Possuindo diversa poesia inédita, esta prosa é escolhida entre as produções do melhor tez. Ela é a expressão do seu carácter modelado e do seu temperamento intransigente e põe, acima de tudo, as suas convicções que, apesar da ingratidão, nunca traíu, ainda que na vida isso já lhe tivesse custado incompreensões, represálias e até dissabores. Os seus contos são verdadeiros poemas com personagens, ora humildes, ora penosamente burgueses, ora semi-deusas postas a ridículo, escritas numa prosa segura e de forte estilo, ainda que indefinitivo, donde emerge uma lição de beleza pelas almas que sofrem sem protecção divina ou humana aguardando um amanhã melhor.
É com manifesta satisfação que presto homenagem ao camarada e ao companheiro de estudos e do serviço militar pelo nascimento do seu primeiro livro. E finalmente, não posso deixar de fazer votos por que o público não desperdice esta oportunidade de ir ao encontro da sua mensagem e que a crítica o leia a fim de se poder interpretar, com total discernimento a verdadeira dimensão artística dum espírito que nasce com a esperança de que NÃO MATEM A ESPERANÇA.
- Armando Figueiredo.
Não Matem a Esperança - Capítulo II
Havia noites terríveis na sua solidão. Noites de cinzeiros cheios de pontas de cigarros, de livros abertos, ao calhar, na secretária, de linguados escrevinhados com fúria desesperada, de fumo intenso infestado um quarto de janelas avariadas.

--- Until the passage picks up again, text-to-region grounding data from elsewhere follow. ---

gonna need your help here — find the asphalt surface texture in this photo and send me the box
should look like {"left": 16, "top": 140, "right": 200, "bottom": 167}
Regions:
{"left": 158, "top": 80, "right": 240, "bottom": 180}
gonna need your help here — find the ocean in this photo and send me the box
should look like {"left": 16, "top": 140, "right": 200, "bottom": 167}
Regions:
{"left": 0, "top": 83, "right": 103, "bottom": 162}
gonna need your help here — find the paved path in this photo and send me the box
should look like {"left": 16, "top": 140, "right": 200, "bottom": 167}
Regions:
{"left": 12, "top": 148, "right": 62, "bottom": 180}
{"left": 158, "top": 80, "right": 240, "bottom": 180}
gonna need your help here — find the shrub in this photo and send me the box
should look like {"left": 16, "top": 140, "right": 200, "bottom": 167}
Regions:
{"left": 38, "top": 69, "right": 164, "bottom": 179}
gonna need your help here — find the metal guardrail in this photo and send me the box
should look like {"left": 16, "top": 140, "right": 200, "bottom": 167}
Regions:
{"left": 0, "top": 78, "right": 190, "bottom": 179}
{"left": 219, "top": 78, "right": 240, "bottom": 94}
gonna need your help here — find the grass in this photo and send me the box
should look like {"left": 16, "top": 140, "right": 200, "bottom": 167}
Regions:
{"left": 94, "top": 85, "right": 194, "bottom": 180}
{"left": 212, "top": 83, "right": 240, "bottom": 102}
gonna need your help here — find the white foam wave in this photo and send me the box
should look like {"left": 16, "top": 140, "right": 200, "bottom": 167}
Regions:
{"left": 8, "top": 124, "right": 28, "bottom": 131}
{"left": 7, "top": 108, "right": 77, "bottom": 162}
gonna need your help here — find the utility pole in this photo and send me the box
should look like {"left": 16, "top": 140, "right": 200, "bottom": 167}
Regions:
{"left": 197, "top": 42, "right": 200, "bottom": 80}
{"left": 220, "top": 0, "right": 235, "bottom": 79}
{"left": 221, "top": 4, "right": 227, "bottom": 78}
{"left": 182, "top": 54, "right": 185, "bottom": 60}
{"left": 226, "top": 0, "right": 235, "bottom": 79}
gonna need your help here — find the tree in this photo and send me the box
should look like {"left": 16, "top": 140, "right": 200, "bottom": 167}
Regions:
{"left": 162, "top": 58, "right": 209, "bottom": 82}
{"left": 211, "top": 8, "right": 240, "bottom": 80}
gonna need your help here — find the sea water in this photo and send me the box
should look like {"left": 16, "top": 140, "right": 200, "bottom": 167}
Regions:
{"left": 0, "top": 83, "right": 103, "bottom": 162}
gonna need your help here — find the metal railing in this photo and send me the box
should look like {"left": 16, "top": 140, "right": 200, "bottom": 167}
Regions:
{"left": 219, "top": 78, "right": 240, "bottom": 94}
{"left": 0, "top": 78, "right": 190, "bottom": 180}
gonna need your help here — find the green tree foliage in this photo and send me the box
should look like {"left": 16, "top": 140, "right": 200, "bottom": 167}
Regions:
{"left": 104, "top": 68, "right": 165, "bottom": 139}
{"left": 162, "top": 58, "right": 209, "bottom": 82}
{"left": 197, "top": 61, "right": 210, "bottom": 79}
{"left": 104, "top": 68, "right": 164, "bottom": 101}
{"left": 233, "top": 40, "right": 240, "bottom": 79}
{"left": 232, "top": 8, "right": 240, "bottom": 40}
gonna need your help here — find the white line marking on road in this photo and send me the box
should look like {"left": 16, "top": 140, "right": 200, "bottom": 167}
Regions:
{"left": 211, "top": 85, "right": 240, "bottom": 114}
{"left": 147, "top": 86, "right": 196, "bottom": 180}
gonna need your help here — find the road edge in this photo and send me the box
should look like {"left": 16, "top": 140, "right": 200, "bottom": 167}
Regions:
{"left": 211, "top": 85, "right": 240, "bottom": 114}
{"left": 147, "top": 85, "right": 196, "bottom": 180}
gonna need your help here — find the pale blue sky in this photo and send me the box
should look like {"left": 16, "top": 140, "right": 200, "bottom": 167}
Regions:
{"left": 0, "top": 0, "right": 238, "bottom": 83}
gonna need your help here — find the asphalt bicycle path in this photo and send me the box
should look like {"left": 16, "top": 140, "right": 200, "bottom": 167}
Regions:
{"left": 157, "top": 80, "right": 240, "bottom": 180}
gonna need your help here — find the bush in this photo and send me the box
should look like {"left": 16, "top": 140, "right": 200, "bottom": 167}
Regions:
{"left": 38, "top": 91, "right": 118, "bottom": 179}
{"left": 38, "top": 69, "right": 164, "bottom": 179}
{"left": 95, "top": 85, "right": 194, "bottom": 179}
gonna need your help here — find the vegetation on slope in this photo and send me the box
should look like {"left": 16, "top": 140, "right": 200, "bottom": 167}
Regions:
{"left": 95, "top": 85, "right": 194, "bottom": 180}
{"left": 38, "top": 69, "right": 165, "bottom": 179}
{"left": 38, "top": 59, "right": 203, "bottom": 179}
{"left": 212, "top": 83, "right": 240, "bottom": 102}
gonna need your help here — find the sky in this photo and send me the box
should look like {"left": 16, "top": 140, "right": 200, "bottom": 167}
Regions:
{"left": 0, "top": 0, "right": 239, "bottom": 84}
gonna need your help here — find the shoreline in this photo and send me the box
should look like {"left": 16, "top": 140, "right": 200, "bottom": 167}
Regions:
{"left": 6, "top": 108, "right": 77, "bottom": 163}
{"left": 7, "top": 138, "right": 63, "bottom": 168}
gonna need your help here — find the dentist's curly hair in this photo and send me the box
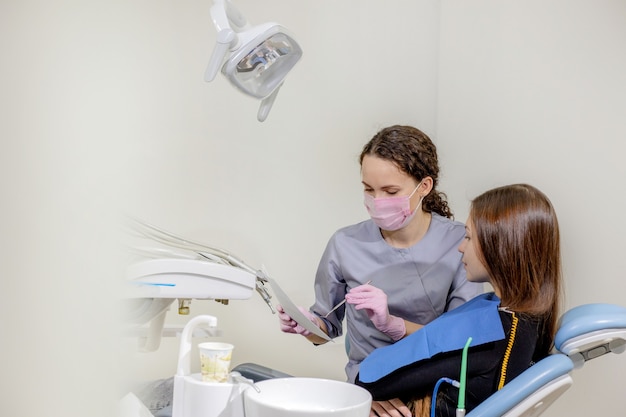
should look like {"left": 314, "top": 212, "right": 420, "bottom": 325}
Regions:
{"left": 360, "top": 125, "right": 453, "bottom": 219}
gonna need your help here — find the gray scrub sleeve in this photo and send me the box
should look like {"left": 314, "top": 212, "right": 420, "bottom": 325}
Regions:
{"left": 310, "top": 213, "right": 484, "bottom": 382}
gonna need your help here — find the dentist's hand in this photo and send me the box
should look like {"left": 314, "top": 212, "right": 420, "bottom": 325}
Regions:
{"left": 345, "top": 284, "right": 406, "bottom": 341}
{"left": 277, "top": 305, "right": 320, "bottom": 337}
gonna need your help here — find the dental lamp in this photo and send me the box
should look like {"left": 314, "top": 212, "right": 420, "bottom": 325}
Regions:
{"left": 204, "top": 0, "right": 303, "bottom": 122}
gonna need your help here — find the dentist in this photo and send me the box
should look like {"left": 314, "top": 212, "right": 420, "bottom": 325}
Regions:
{"left": 278, "top": 125, "right": 483, "bottom": 384}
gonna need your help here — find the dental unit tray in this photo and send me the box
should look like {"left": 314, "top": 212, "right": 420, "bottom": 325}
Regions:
{"left": 124, "top": 218, "right": 278, "bottom": 351}
{"left": 125, "top": 217, "right": 275, "bottom": 309}
{"left": 127, "top": 258, "right": 256, "bottom": 300}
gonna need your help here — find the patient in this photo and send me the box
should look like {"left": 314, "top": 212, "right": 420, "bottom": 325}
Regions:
{"left": 354, "top": 184, "right": 563, "bottom": 417}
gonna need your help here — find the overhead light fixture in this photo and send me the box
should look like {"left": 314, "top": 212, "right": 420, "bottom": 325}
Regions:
{"left": 204, "top": 0, "right": 303, "bottom": 122}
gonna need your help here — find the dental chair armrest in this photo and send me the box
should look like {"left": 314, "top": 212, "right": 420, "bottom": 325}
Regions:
{"left": 467, "top": 354, "right": 573, "bottom": 417}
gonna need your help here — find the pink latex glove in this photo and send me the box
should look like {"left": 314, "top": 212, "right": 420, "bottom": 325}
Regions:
{"left": 277, "top": 305, "right": 320, "bottom": 337}
{"left": 345, "top": 284, "right": 406, "bottom": 341}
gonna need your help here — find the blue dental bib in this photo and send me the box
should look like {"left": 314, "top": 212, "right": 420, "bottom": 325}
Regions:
{"left": 359, "top": 292, "right": 504, "bottom": 383}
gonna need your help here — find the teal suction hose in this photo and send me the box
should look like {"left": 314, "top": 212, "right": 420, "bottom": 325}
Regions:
{"left": 457, "top": 336, "right": 473, "bottom": 417}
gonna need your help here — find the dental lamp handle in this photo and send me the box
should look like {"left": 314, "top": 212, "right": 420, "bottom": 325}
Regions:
{"left": 257, "top": 84, "right": 282, "bottom": 122}
{"left": 176, "top": 315, "right": 218, "bottom": 376}
{"left": 205, "top": 0, "right": 252, "bottom": 83}
{"left": 204, "top": 29, "right": 236, "bottom": 82}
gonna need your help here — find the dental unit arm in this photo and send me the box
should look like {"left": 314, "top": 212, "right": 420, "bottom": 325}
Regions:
{"left": 124, "top": 217, "right": 276, "bottom": 351}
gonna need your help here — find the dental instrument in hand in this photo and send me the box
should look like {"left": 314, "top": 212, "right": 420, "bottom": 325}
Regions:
{"left": 323, "top": 280, "right": 372, "bottom": 318}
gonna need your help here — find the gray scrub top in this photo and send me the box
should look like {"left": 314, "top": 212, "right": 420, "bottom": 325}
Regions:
{"left": 310, "top": 213, "right": 484, "bottom": 382}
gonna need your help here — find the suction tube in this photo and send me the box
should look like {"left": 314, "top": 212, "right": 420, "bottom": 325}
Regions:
{"left": 456, "top": 337, "right": 473, "bottom": 417}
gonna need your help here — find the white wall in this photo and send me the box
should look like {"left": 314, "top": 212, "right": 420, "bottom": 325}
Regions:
{"left": 436, "top": 1, "right": 626, "bottom": 416}
{"left": 2, "top": 1, "right": 625, "bottom": 416}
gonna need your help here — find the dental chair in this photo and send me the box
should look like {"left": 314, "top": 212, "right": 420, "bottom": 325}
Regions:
{"left": 467, "top": 302, "right": 626, "bottom": 417}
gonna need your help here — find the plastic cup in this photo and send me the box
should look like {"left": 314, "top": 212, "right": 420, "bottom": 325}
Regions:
{"left": 199, "top": 342, "right": 234, "bottom": 383}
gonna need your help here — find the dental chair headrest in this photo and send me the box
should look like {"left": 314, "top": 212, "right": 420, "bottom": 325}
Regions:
{"left": 555, "top": 303, "right": 626, "bottom": 368}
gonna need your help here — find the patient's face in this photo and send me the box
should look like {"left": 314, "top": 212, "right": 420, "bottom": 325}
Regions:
{"left": 458, "top": 218, "right": 490, "bottom": 284}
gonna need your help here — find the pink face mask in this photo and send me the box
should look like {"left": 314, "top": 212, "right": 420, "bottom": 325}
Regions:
{"left": 364, "top": 182, "right": 424, "bottom": 231}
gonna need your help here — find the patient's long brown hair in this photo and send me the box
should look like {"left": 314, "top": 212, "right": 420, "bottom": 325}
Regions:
{"left": 471, "top": 183, "right": 562, "bottom": 341}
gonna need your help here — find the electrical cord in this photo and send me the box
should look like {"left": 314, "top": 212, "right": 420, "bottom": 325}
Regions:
{"left": 431, "top": 377, "right": 460, "bottom": 417}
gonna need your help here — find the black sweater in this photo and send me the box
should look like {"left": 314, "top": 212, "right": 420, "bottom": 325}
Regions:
{"left": 355, "top": 310, "right": 550, "bottom": 417}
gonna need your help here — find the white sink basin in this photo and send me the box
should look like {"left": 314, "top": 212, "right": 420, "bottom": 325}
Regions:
{"left": 243, "top": 377, "right": 372, "bottom": 417}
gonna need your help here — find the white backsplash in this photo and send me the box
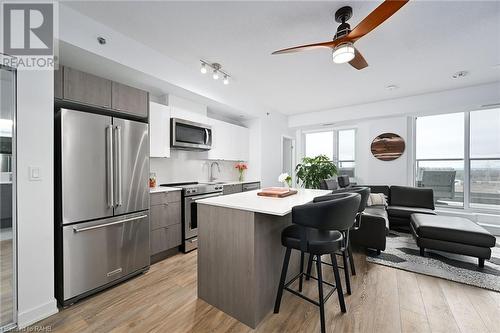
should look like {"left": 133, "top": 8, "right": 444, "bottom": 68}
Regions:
{"left": 150, "top": 150, "right": 243, "bottom": 185}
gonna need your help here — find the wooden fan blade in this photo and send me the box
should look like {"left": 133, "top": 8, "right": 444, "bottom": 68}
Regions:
{"left": 347, "top": 0, "right": 408, "bottom": 42}
{"left": 349, "top": 48, "right": 368, "bottom": 70}
{"left": 272, "top": 39, "right": 344, "bottom": 55}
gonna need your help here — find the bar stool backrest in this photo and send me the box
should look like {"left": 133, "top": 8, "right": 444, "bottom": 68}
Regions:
{"left": 292, "top": 193, "right": 360, "bottom": 232}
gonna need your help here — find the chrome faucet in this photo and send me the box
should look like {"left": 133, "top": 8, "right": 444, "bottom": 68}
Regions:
{"left": 209, "top": 161, "right": 221, "bottom": 182}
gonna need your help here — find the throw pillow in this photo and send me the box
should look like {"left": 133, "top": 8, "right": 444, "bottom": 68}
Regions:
{"left": 367, "top": 193, "right": 387, "bottom": 206}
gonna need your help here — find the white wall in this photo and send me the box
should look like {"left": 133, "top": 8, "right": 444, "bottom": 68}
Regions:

Noites de solidão dum ser-pensante que ainda pretendia ser poeta: poeta do vento, do amor-AMOR, da chuva, das prostitutas miseráveis que vendem a sua carne aos traficantes das esquinas ainda mais miseráveis, poeta dos pobres e dos oprimidos, das crianças que tomam banho nuas na fonte do jardim público da cidade. Ânsia de sair da opressão das quatro paredes em que se julgava sufocar e ir por essas ruas, sem rumo, gritar as poesias da sua alma-caldeira-de-revolta e atirá-las, como murros de pugilista, à cara de certas pessoas, enfiá-las pela boca abaixo para que as mastigassem. Pessoas egoístas que só pensam em si, que julgam ter nos outros uns bonecos de carne e osso que funcionam com corda; que gostam de ser bajulados, de sentir o reconhecimento escravo dos outros; que se lançam em momentos de fraqueza na ambiguidade da vida; que submetem a si; através do dinheiro (ganho sabe-se lá como), os seres dignos que se não queiram deixar borra e que são obrigados a aceitá-los por girarem no seu meio. E, raios! Que fingem como uns porcos sujos (se é que os porcos fingem), que julgam fazer dos outros parvos, tipos desconexos no essencial, querendo lançar os outros na sua confusão.
Incompreensão, interesses fúteis, preconceitos sociais estúpidos, mentes atrasadas e sem visão, uma sociedade moribunda, onde a família – seu núcleo formativo – é cada vez mais um foco de desunião, consequência de cobiças de bens possuídos e que geram as invejas – e uma pessoa a viver no meio disto. A viver no meio de comodistas bem colocados na vida, de cobardes e de traidores que lançam os inocentes para a fogueira, acompanhados da solidão que se sente no meio duma grande multidão. E ouvem-se palavras, só palavras, enfeitadas com promessas de liberdade (que nunca mais chega e era preciso ter chegado há muito), perfumadas ora de falsa importância capitalista, ora dum mais ou menos puritanismo poético e que os burgueses escutam refastelados em poltronas, sossegados se os defendem, inquietos e nervosos e revoltados os atacam; e, entretanto, os autênticos defensores da liberdade vão continuando a morrer nas mãos de homens que têm pelos no coração. Mas o tribunal do futuro há-de julgá-los a todos. Um novo Nuremberga se criará. E há programas de televisão que, como diz o crítico, demonstram até que pontovai o embrutecimento das massas e que o povo vê e ouve com a amorfiahábito de passados artificiais a fazer horas de ir para a cama com a mulher; e há seres humanos que são obrigados a viver com tudo isto a martelar-lhes os sentidos.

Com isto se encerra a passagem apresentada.